As Lori Augustine, Vice President of Operations for United in San Francisco told us, "I moved here from Missouri, I was looking for diversity, I was looking for inclusivity... as a gay woman I wanted to hold hands with my partner and not be looked at differently. Like myself today on the flight, the whole crew, the flight attendants, pilots and airport employees are all part of the LGBTQIA+ community."

There was a distinguishable buzz of excitement in the air. One passenger as we boarded the flight even divulged, "I plan on finding a husband [at World Pride] and never leaving. I was obsessed with Steve Irwin when I was a kid, it’s been my childhood dream to come to Australia. I went to Copenhagen Pride and was there when they announced that Australia was next. I turned to my friend and said, 'We’re going!'". 

On board we were gifted rainbow cans of rose, love heart glasses fit for Pride, and a Koala holding the rainbow flag.
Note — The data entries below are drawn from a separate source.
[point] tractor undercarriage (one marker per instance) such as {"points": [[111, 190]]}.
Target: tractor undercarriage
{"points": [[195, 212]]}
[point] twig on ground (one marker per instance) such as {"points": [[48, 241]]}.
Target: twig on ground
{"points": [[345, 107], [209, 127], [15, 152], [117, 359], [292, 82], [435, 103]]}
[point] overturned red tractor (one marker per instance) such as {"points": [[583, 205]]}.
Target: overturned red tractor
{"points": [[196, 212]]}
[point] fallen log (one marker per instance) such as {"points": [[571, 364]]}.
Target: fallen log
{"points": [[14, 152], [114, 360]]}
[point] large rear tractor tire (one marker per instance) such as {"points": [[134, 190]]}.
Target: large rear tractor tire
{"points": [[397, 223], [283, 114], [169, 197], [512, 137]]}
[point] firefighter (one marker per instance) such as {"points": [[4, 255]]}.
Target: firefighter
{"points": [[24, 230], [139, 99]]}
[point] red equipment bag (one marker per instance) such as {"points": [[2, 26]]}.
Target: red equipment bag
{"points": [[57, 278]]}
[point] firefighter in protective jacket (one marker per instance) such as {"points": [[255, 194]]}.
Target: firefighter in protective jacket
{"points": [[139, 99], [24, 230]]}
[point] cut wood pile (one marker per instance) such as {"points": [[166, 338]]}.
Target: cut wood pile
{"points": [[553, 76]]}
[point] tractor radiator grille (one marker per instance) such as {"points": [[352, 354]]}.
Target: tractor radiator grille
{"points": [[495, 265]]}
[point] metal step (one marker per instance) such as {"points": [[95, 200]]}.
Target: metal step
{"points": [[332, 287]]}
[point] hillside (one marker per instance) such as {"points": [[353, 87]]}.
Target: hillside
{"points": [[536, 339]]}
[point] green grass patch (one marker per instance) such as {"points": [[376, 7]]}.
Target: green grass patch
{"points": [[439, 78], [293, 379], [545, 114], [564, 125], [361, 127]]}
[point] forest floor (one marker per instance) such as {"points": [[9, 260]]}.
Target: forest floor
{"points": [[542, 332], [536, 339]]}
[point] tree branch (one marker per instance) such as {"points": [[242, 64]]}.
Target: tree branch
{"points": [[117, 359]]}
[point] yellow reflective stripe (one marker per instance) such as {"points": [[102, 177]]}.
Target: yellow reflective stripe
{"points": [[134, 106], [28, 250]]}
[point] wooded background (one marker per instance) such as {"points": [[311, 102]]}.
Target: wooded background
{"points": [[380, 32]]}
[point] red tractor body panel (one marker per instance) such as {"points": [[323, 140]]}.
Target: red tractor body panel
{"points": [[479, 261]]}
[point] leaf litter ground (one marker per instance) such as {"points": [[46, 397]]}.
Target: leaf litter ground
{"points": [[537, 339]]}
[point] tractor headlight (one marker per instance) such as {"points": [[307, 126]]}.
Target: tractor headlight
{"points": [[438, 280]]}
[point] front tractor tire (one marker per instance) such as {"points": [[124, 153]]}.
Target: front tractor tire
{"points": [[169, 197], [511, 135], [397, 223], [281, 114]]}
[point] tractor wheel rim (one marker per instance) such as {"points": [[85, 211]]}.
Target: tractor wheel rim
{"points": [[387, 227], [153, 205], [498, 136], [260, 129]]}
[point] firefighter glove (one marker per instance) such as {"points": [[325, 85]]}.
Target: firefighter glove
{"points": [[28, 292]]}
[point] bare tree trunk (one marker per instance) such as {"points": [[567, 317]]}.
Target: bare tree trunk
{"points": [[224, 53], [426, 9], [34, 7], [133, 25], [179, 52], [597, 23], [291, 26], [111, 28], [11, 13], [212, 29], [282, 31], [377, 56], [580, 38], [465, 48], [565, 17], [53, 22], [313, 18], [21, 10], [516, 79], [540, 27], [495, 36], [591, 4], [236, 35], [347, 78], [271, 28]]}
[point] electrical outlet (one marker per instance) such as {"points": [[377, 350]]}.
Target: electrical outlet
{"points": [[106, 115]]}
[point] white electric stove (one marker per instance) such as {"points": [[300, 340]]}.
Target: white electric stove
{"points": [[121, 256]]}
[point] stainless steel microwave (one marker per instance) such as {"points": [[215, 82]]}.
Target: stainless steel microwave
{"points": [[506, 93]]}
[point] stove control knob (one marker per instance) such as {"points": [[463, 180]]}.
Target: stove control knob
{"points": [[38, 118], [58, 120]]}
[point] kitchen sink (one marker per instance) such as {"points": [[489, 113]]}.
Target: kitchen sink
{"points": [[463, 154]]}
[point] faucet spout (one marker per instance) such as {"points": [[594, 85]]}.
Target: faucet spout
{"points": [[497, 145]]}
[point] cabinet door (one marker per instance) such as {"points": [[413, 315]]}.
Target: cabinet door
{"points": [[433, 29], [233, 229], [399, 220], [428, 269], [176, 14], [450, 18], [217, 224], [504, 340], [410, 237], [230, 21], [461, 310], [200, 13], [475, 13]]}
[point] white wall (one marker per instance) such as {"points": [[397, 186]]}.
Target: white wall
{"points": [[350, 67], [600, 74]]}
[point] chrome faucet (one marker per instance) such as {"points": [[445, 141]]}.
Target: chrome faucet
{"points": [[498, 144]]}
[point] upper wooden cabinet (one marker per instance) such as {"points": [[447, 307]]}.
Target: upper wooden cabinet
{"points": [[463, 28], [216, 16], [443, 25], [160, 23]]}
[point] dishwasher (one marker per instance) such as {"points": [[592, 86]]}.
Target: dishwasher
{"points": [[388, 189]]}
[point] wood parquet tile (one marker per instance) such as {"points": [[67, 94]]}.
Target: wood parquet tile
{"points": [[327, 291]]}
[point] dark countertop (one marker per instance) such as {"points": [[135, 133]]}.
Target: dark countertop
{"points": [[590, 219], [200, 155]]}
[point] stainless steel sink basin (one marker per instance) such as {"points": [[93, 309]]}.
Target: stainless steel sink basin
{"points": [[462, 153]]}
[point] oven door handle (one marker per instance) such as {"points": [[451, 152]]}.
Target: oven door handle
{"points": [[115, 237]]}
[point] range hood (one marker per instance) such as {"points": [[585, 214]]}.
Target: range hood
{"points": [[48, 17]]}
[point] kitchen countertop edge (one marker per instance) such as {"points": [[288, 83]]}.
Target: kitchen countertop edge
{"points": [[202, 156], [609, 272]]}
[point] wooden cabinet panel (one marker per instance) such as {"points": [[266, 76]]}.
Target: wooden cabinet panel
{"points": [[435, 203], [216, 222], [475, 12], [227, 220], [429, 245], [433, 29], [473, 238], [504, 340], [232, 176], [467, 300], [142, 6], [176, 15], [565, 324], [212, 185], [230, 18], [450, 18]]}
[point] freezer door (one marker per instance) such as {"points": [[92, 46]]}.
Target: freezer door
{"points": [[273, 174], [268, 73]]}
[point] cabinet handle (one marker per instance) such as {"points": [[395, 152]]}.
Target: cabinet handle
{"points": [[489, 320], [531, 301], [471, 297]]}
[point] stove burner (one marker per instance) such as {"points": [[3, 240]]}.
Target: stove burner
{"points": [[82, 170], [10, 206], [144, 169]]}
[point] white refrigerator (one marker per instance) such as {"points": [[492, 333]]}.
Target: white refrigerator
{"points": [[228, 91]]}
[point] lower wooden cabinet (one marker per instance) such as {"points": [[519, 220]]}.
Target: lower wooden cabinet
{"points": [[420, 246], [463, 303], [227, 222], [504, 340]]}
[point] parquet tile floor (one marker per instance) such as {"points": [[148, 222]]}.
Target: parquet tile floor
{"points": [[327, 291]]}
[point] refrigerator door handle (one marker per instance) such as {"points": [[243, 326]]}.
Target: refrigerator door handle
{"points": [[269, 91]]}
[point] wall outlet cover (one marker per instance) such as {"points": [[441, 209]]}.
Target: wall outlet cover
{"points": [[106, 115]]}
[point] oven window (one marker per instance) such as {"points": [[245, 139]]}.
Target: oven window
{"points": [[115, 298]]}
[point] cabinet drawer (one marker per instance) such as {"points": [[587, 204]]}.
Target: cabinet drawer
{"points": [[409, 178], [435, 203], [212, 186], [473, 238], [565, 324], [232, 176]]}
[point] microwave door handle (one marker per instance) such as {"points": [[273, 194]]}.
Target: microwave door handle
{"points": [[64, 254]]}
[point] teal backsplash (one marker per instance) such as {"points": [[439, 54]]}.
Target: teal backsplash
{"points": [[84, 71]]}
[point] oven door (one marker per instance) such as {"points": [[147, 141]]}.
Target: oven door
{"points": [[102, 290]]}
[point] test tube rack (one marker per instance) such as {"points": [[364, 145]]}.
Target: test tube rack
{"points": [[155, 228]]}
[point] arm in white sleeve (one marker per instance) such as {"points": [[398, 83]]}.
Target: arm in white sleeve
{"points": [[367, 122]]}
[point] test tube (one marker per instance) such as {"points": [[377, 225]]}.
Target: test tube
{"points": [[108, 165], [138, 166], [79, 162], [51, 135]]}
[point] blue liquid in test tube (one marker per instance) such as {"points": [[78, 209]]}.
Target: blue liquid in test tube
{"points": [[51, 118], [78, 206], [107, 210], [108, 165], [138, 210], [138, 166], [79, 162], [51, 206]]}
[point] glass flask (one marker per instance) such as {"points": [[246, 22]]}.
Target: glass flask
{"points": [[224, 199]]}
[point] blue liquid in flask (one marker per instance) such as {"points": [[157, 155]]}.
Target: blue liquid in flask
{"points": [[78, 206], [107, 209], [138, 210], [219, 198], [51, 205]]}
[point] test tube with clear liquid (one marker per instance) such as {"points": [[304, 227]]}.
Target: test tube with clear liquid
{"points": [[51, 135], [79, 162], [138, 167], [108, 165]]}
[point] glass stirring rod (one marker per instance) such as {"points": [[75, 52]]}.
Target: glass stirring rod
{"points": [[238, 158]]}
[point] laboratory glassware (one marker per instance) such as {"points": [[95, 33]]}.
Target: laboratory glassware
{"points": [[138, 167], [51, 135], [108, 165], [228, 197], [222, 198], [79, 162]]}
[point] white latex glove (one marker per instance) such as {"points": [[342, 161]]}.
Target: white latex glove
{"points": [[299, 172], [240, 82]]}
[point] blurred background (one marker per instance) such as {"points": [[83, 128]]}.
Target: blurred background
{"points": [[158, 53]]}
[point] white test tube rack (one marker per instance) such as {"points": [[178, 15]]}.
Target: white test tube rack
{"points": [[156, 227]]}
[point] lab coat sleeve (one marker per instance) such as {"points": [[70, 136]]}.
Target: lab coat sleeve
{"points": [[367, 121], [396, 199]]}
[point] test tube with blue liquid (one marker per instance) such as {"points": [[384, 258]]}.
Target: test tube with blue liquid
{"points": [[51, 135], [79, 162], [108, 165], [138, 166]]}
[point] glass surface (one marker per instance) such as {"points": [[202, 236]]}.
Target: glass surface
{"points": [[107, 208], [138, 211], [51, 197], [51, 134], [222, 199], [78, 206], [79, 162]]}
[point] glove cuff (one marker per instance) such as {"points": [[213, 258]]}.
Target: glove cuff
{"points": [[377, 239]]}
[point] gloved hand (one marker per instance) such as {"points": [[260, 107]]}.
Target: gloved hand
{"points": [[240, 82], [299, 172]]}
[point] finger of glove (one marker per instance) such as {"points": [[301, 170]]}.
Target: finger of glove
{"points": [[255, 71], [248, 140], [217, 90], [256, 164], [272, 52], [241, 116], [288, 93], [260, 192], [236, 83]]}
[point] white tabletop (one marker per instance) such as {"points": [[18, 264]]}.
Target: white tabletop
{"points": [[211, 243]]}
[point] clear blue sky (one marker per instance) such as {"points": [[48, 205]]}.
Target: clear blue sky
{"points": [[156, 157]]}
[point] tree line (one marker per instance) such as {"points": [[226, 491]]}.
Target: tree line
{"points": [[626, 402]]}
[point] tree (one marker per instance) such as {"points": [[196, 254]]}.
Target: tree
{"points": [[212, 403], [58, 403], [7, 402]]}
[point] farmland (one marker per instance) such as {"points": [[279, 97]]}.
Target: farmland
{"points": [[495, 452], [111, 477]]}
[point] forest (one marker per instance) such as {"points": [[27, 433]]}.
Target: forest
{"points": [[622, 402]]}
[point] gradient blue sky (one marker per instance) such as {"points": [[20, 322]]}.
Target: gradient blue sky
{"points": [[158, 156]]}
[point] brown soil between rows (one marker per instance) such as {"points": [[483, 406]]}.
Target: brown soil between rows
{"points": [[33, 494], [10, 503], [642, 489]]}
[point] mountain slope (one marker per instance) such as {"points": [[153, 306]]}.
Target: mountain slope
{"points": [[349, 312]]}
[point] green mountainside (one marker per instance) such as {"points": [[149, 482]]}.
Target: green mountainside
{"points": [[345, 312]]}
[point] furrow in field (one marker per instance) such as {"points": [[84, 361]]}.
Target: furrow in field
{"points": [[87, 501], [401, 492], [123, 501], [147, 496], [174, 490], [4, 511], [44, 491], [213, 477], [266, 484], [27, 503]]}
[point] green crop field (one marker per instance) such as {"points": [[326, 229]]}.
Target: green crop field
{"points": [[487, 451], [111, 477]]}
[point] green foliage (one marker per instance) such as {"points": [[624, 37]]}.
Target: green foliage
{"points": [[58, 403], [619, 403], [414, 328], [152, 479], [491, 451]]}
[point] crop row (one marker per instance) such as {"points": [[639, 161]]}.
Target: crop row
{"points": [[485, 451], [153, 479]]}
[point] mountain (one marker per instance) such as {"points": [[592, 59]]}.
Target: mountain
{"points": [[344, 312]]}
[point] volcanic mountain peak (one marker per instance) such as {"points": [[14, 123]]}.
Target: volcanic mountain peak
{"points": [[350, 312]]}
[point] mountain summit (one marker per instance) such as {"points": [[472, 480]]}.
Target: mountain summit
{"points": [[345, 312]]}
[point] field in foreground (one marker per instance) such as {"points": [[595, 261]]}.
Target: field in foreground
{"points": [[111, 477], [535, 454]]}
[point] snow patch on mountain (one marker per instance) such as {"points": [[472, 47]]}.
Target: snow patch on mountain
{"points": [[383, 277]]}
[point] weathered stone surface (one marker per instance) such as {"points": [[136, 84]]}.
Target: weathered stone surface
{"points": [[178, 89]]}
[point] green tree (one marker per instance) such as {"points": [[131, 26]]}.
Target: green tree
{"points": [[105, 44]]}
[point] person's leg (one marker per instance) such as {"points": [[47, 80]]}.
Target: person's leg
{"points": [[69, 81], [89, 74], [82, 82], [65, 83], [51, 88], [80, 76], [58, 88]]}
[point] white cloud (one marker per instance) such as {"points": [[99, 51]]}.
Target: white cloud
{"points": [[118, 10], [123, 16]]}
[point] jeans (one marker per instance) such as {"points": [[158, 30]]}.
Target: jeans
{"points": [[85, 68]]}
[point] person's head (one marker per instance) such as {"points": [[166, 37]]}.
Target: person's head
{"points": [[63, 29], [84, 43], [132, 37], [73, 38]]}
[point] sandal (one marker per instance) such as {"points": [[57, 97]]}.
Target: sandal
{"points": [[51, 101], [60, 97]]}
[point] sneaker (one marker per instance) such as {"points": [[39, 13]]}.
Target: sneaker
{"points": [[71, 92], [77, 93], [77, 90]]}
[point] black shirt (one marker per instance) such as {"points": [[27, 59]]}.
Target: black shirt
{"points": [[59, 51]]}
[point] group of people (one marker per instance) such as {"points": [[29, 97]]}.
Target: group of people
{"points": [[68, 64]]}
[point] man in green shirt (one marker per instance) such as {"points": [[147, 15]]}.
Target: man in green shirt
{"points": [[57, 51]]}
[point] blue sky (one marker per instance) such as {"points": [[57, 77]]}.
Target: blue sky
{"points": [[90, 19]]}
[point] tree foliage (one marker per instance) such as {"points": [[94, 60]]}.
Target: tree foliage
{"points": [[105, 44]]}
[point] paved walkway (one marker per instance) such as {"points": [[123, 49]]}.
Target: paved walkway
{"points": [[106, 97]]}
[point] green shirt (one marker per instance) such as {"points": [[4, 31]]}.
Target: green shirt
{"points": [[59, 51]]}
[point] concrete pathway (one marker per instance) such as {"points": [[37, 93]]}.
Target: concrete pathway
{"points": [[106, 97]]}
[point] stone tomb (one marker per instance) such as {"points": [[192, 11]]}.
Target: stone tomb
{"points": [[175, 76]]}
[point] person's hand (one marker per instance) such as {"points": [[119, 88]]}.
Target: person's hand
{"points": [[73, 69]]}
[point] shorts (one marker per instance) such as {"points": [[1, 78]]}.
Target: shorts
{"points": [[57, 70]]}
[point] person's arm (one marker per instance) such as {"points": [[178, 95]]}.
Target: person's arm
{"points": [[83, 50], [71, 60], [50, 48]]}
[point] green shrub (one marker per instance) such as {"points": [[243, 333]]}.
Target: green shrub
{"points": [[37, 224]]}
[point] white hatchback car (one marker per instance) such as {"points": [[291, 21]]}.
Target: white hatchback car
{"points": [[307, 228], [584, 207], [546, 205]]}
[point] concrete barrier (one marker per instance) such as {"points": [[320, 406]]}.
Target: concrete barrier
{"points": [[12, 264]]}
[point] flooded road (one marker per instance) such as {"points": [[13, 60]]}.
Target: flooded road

We played games, heard poems, and listened to ABBA’s 'Dancing Queen' as we landed. 

It was far more wholesome than anything Jordan Belfort would’ve hosted.


When we arrived, I got to dance with drag queens before seeing a special performance from the pop princess herself, Samantha Jade. 

I don’t think Sydney airport has ever had a bigger party.

Obviously, flying across the Pacific for Mardi Gras is a privilege. But if you know anyone who has ever been to World Pride, you’d understand the pure euphoria of being able to celebrate who you are and who you love surrounded by those who feel the exact same way. 

It’s the kinda feeling you chase and one you’d be willing to fly across the world for.

Listen to No Filter. This is an episode about pronouns but it’s not really. It’s actually about love and shame and freedom and acceptance and painful struggles and life-changing revelations. Post continues below.

So was getting on an international pride plane what I thought it would be? 

No, not at all. 

But did it warm my heart to know that I had been a part of something that celebrated diversity so loudly that it literally crossed borders? 

Yes. Yes, it did. 

Mikayla Floriano travelled to San Francisco as a guest of United Airlines in Partnership with Virgin Australia.